Resumo: O licenciamento ambiental é um processo administrativo complexo e encadeado, comportando em regra três etapas distintas. Apesar desta diferenciação em fases, trata-se de um procedimento uno, ao qual se aplicam os princípios do direito, em especial o princípio da continuidade, sob o risco de restrição à tutela de direitos e retrocessos lógicos.

Palavras-chave: Continuidade Administrativa; Licença Ambiental; Licenciamento Ambiental; Processo Administrativo; Segurança Jurídica.

Abstract: The environmental licensing is an administrative process complex and chained, behaving in a rule three distinct steps. Despite this differentiation in phases, it is a procedure, which applies the principles of law, in particular the principle of continuity, under the risk of restricting the protection of rights and logical kickers.

Keywords: Continuity; Environmental Permission; Environmental Licensing; Administrative Process; Legal Security.

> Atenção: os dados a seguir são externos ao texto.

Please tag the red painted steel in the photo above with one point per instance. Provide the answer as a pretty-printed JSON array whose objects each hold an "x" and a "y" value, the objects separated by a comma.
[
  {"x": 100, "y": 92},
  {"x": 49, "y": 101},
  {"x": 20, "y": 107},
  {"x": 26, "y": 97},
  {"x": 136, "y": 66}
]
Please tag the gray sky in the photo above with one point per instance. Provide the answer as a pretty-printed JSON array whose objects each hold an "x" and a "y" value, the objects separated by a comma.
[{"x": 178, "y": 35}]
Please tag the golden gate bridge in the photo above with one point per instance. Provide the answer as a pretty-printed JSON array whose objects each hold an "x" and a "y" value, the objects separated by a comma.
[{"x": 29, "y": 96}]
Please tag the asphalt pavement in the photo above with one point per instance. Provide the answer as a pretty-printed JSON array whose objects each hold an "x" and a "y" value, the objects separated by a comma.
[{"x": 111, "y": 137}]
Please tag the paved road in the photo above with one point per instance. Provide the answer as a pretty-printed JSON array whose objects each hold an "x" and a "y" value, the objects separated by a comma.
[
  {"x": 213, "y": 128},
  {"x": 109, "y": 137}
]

Sumário: 1. Apresentação; 2. O Licenciamento Ambiental como Instrumento Jurídico-administrativo; 3. O Princípio da Continuidade Administrativa no Licenciamento Ambiental; 4. Considerações Finais; Referências.

1. Apresentação

O tema do licenciamento ambiental no Brasil não é uma novidade. Convalidado pela Constituição Federal de 05 de outubro de 1988, o assunto foi introduzido em nosso sistema jurídico ainda no século passado, por meio da Lei 6.938, de 31 de agosto de 1981, que instituiu a Política Nacional do Meio Ambiente.

Apesar dessa longa existência no mundo jurídico, muitas controvérsias permeiam a política ambiental brasileira, inclusive com o alargamento de competências traçado pela Carta Magna. Além disso, considerando a gama crescente de documentos internacionais que foram sendo acolhidos por nosso ordenamento desde a Conferências das Nações Unidas de Estocolmo em 1972 e, principalmente, pela Conferência das Nações Unidas sobre Meio Ambiente e Desenvolvimento, realizada no Rio de Janeiro, em 1992, deve ser admitido que somente neste século foi construída uma maior clareza sobre a dimensão de vários temas relativos à gestão ambiental, inclusive sobre os seus princípios e a sua aplicação.

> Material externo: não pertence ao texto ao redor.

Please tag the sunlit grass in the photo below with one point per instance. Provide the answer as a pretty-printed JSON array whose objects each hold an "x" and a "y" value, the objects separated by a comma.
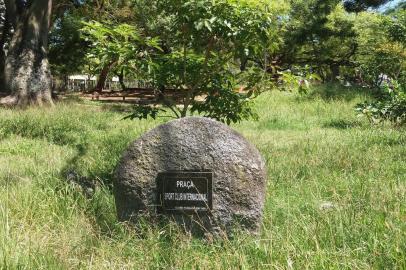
[{"x": 336, "y": 191}]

Da mesma forma, desde a sua gênese a política ambiental convive com um conflito permanente entre as concepções cartesianas e pós-modernas de mundo ou as discussões entre antropocêntricos e biocêntricos.

“[…], considerando a complexidade das questões ambientais, deve-se analisar o enfoque a ser dado para a proteção do meio ambiente, questionando se é possível privilegiar aquilo que interessa ao homem, em uma visão estritamente antropocêntrica” (FIORILLO, 2012, p. 83).

Certa, e isto é inquestionável, é a dimensão transindividual do meio ambiente como direito fundamental, a ser protegido em favor das presentes e das futuras gerações, como está consagrado no caput do art. 225 da Constituição.

Em razão do predomínio da solidariedade como valor basilar da proteção do meio ambiente, o sempre inovador Enrique Leff (2006) vai buscar na obra de Emmanuel Levinas o conceito de “outridade” para tratar das questões ambientais, um novo modelo ético centrado no outro, conhecido ou desconhecido, presente ou futuro, humano ou não humano, em contraposição ao domínio ético liberal da “alteridade”.

Sob o ponto de visto jurídico, analisando as interfaces entre o modelo constitucional português contemporâneo e o brasileiro, José Joaquim Gomes Canotilho cita a emergência de um Estado de Direito Ambiental, o qual compreende as seguintes dimensões essenciais da juridicidade:

“a) dimensão garantístico-defensiva, no sentido de direito de defesa contra ingerências ou intervenções do Estado e dos demais poderes públicos;

b) dimensão positivo-prestacional, pois cumpre ao Estado e a todas as entidades públicas assegurar a organização, procedimento e processos de realização do direito ao ambiente;

c) dimensão jurídico irradiante para todo o ordenamento, vinculando as entidades privadas ao respeito do direito dos particulares ao ambiente;

d) dimensão jurídico-participativa, impondo e permitindo aos cidadãos e à sociedade civil o dever de defender os bens e direitos ambientais” (CANOTILHO, 2011, p. 24-25).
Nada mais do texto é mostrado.